When using defineIntegrationExtension, the hooks function receives three parameters:

  • req - The Express request object (AlokaiRequest)
  • res - The Express response object (AlokaiResponse)
  • hooksContext - Container with shared services including logger

All hook handlers receive these common parameters:

  • configuration - Integration configuration object (typed as TContext["config"])
  • callName - Name of the API method being called
  • args - Arguments array passed to the method
  • response - Response returned by the method (afterCall only)
  • logger - Logger instance (use instead of console.log)

Logging Best Practices

For structured logging, configuration, and best practices, see the Logging Guide.


Best Practices & Common Pitfalls

✅ Always Return from Hooks (Defensive Copy)

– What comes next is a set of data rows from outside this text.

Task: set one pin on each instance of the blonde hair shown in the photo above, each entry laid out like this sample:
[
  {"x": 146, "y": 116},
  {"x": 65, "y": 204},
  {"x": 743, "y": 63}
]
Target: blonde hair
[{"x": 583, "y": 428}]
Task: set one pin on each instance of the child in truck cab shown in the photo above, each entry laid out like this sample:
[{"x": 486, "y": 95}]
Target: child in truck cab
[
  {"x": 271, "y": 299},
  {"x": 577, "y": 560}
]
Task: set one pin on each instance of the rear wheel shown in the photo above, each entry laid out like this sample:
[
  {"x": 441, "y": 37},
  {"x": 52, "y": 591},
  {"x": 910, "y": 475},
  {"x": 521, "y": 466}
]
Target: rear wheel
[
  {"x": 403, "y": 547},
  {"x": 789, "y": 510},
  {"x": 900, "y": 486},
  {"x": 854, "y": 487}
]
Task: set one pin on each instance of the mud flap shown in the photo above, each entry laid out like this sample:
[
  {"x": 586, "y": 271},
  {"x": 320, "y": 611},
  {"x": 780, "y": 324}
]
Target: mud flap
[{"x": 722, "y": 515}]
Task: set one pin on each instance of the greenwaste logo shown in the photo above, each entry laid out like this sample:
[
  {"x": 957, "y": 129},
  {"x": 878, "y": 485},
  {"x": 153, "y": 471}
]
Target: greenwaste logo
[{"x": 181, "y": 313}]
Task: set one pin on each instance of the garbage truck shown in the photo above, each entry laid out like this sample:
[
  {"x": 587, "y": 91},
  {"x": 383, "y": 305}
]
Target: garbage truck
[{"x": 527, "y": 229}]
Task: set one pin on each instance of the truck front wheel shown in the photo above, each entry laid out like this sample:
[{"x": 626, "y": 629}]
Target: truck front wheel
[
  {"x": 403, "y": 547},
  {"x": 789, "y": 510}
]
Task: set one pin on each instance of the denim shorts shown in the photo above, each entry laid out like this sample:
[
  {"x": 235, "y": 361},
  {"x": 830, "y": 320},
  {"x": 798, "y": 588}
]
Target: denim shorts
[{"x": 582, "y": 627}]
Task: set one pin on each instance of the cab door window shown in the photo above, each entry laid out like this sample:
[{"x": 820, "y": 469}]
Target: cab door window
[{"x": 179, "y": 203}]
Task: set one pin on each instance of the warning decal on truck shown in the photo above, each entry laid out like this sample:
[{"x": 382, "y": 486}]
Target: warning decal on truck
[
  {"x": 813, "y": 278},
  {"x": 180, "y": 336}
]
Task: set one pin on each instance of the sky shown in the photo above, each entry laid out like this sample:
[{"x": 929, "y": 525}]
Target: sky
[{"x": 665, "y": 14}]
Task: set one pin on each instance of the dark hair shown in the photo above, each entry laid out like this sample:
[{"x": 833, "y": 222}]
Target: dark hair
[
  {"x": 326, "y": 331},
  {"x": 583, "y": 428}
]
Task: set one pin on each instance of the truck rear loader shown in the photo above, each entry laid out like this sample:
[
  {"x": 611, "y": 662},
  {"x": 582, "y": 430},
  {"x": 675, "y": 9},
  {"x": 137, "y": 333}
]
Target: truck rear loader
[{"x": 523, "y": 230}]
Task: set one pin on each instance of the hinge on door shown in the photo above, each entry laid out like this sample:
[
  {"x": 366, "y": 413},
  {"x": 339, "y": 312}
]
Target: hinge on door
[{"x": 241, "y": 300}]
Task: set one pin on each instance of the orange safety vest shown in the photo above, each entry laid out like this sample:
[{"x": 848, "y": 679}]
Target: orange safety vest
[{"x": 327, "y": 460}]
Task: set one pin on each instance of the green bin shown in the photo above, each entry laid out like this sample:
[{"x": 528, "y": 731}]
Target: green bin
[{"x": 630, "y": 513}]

The framework reads the returned value. No return = silent no-op; mutating in place + returning the same reference = cross-request leaks. Always spread into a new array/object.

// ❌ no return - change dropped
beforeCall({ args }) { args[0].timestamp = Date.now(); }

// ❌ in-place mutation + return - leaks across requests
beforeCall({ args }) { args[0].timestamp = Date.now(); return args; }

// ✅ defensive copy + return
beforeCall({ args }) {
  const [first, ...rest] = args;
  return [{ ...(first ?? {}), timestamp: Date.now() }, ...rest];
}

✅ Use Namespacing to Prevent Collisions

// ⚠️ RISK: Might override existing methods
export const customExtension = defineIntegrationExtension()({
  name: 'custom',
  isNamespaced: false, // /commerce/getProduct - collision risk!
  extendApiMethods: {
    getProduct: async (context, params) => { /* ... */ },
  },
});

// ✅ SAFE: Separate namespace (default behavior)
export const customExtension = defineIntegrationExtension()({
  name: 'custom',
  // isNamespaced defaults to true: /commerce/custom/getProduct - no collision
  extendApiMethods: {
    getProduct: async (context, params) => { /* ... */ },
  },
});

✅ Keep Hooks Lightweight

Hooks run on every request - avoid expensive operations:

// ❌ BAD: Blocks every request
export const myExtension = defineIntegrationExtension()({
  name: 'my-extension',
  extendApiMethods: {},
  hooks: (req, res) => ({
    beforeCall({ args }) {
      const data = expensiveSyncOperation(); // Runs on every request!
      return args;
    },
  }),
});

// ✅ GOOD: One-time setup
export const myExtension = defineIntegrationExtension()({
  name: 'my-extension',
  extendApiMethods: {},
  hooks: (req, res) => ({
    beforeCreate({ configuration }) {
      configuration.cachedData = expensiveOperation(); // Runs only once
      return configuration;
    },
  }),
});

✅ Parallelize Data Federation

// ❌ Sequential: 600ms total
const commerceApi = await commerce.getApiClient();
const product = await commerceApi.api.getProduct({ id });
const cmsApi = await cms.getApiClient();
const content = await cmsApi.api.getContent({ sku: id });

// ✅ Parallel: 300ms total
const [commerceApi, cmsApi] = await Promise.all([
  commerce.getApiClient(),
  cms.getApiClient(),
]);
const [product, content] = await Promise.all([
  commerceApi.api.getProduct({ id }),
  cmsApi.api.getContent({ sku: id }),
]);

✅ Use Type Safety

import { defineIntegrationExtension } from '@alokai/connect/integration-kit';
import type { SapccIntegrationContext } from '@vsf-enterprise/sapcc-api';

// Recommended: Use defineIntegrationExtension for automatic type inference
export const myExtension = defineIntegrationExtension<SapccIntegrationContext>()({
  name: 'my-extension',
  extendApiMethods: {
    // Methods are automatically typed
  },
});

✅ Use Structured Logging

Always use the logger parameter instead of console.log for proper log aggregation and filtering.